Open abs51295 opened 6 months ago
Not sure if this helps, but I made the following wrapper: @abs51295 , would appreciate if @Richarizardd confirmed what type of adapters they used. My understanding is that they did an end-to-end finetune.
## Wrap UNI to make it compatible for Mask2Former backbone
class UNIWrapper(nn.Module):
def __init__(self, out_channels_list=[96, 192, 384, 768], num_features=4):
super().__init__()
self.uni_model = timm.create_model(
"hf-hub:MahmoodLab/uni",
pretrained=True,
init_values=1e-5,
dynamic_img_size=True
)
# for param in self.uni_model.parameters():
# param.requires_grad = False
self.adapters = nn.ModuleList([
nn.Sequential(
nn.Conv2d(1024, out_channels, kernel_size=1),
nn.Upsample(scale_factor=2**(num_features-1-i))
) for i, out_channels in enumerate(out_channels_list)
])
def forward(self, x):
features = self.uni_model(x)
batch_size, num_features = features.shape
features = features.view(batch_size, 1024, 1, 1)
multi_scale_features = []
for adapter in self.adapters:
multi_scale_features.append(adapter(features))

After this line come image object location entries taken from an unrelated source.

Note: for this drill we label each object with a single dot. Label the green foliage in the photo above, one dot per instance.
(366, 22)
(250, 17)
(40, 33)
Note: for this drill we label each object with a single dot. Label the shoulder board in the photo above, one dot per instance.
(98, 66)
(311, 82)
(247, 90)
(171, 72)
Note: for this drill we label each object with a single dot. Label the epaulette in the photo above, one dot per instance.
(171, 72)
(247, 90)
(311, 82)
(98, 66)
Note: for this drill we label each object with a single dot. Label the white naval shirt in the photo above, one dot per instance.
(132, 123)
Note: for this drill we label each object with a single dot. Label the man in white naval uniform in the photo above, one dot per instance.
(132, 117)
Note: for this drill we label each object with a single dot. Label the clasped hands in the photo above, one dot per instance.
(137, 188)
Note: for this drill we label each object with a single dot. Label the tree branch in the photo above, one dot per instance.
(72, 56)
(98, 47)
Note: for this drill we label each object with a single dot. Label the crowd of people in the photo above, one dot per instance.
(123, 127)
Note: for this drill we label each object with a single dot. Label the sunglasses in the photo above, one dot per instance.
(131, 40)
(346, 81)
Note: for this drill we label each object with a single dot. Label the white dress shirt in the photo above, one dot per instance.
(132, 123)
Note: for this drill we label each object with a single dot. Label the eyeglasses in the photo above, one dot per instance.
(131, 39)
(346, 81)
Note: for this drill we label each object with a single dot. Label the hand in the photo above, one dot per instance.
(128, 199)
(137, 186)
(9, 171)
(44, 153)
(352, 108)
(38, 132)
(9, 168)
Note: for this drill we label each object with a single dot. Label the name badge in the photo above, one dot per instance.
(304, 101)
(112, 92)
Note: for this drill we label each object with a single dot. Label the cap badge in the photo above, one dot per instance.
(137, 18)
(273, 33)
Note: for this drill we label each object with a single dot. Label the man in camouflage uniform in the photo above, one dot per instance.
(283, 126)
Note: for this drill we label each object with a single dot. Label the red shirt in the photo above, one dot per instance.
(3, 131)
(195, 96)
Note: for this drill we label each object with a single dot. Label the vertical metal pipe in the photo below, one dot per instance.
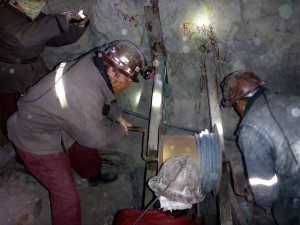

return type('FeatureMaps', (), {'feature_maps': multi_scale_features})()
def load_model(num_classes=1):
image_processor = Mask2FormerImageProcessor(
reduce_labels=True,
do_resize=True,
ignore_index=255,
size={"height": 224, "width": 224}
)
model_config = Mask2FormerConfig.from_pretrained("facebook/mask2former-swin-tiny-cityscapes-semantic")
login(token=HUGGINGFACE_TOKEN)
# Instantiate Mask2Former model with UNI backbone
model = Mask2FormerForUniversalSegmentation(model_config)
model.model.pixel_level_module.encoder = UNIWrapper()
total_parameters = sum(p.numel() for p in model.parameters() if p.requires_grad)
print(f"total trainable parameters: {total_parameters:,}")
return model, image_processor
Hello,
Are you planning to release the trained model on SegPath data so that we can directly run inference on our samples?